A 105 anni Salvatore Messina, ennese residente a Modena, chiede il rimborso di un libretto bancario, regalo di battesimo: ben 650mila euro
Enna-Cronaca - 09/02/2014
A 105 anni ritrova un libretto bancario del 1909 con un saldo di 5mila lire, oggi un tesoro da 650mila euro. E’ accaduto a Salvatore Messina, originario di Enna ma da anni residente con la famiglia a Modena. Durante alcuni lavori di ristrutturazione della casa dei parenti, diverse settimana fa, i familiari di Salvatore Messina hanno ritrovato un involucro contenente alcuni vecchi ricordi di famiglia dell’anziano signore, tra i quali un libretto bancario del 1909 con un saldo ancora aperto di 5mila lire. Il titolo è stato fatto stimare da un consulente contabile Agitalia – il quale ha rimarcato come l’epoca giolittiana, da poco al tramonto, in quegli anni aveva fatto sì che la vecchia lira facesse aggio sull’oro – ed è risultato un valore monetario attuale, tra interessi, rivalutazione e capitalizzazione, per oltre 100 anni di giacenza nelle casse dello Stato di circa 650mila euro.
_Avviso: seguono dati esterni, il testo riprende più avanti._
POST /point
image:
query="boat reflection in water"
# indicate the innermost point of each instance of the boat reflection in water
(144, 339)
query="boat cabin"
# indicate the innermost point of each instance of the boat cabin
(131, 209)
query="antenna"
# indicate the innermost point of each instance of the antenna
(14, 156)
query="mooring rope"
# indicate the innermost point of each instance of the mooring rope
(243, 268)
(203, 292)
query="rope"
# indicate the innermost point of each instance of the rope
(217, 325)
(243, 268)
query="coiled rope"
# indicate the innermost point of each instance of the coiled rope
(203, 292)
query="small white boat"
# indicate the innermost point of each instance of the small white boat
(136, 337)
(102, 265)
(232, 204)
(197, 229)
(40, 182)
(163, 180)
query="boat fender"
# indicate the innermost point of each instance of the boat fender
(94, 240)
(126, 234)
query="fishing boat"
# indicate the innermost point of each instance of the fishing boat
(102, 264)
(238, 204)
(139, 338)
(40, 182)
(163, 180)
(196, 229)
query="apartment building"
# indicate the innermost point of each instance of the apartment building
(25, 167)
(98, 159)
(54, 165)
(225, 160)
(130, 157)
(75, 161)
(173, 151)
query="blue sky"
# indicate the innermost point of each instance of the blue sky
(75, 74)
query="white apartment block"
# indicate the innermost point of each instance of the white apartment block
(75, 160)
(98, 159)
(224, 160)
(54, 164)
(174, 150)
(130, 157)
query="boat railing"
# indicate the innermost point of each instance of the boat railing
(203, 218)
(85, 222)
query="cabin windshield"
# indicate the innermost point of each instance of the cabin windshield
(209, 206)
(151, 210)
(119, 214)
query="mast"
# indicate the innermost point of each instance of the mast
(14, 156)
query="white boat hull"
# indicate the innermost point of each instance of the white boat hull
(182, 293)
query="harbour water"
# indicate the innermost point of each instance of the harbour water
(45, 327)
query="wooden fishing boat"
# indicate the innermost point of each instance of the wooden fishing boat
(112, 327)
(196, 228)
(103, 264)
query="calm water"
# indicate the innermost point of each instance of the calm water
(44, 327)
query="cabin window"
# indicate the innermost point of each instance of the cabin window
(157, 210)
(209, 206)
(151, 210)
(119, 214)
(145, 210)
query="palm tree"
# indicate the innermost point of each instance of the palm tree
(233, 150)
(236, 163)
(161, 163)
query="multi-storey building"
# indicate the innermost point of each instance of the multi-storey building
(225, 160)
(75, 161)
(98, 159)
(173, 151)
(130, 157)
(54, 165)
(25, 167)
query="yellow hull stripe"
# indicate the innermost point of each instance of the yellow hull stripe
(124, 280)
La somma gli era stata donata da un ricchissimo zio di Brescia in occasione del battesimo di Salvatore allora un bimbo di pochi mesi.
La famiglia dell’anziano signore ha conferito mandato all’ufficio legale Agitalia (Associazione per la Giustizia in Italia) per agire al fine del recupero della somma presso Bankitalia e il Ministero delle Finanze obbligati in solido ad “onorare” tutti i debiti esistenti anche prima dell’avvento della Repubblica Italiana. La richiesta agli enti pubblici presposti per la restituzione della somma maggiorata con tutti gli emolumenti di legge nella misura sopraindicata è già stata inoltrata da Agitalia. Per espresso volere della famiglia Messina parte della somma, non appena onorata, sarà devoluta in opere di beneficenza.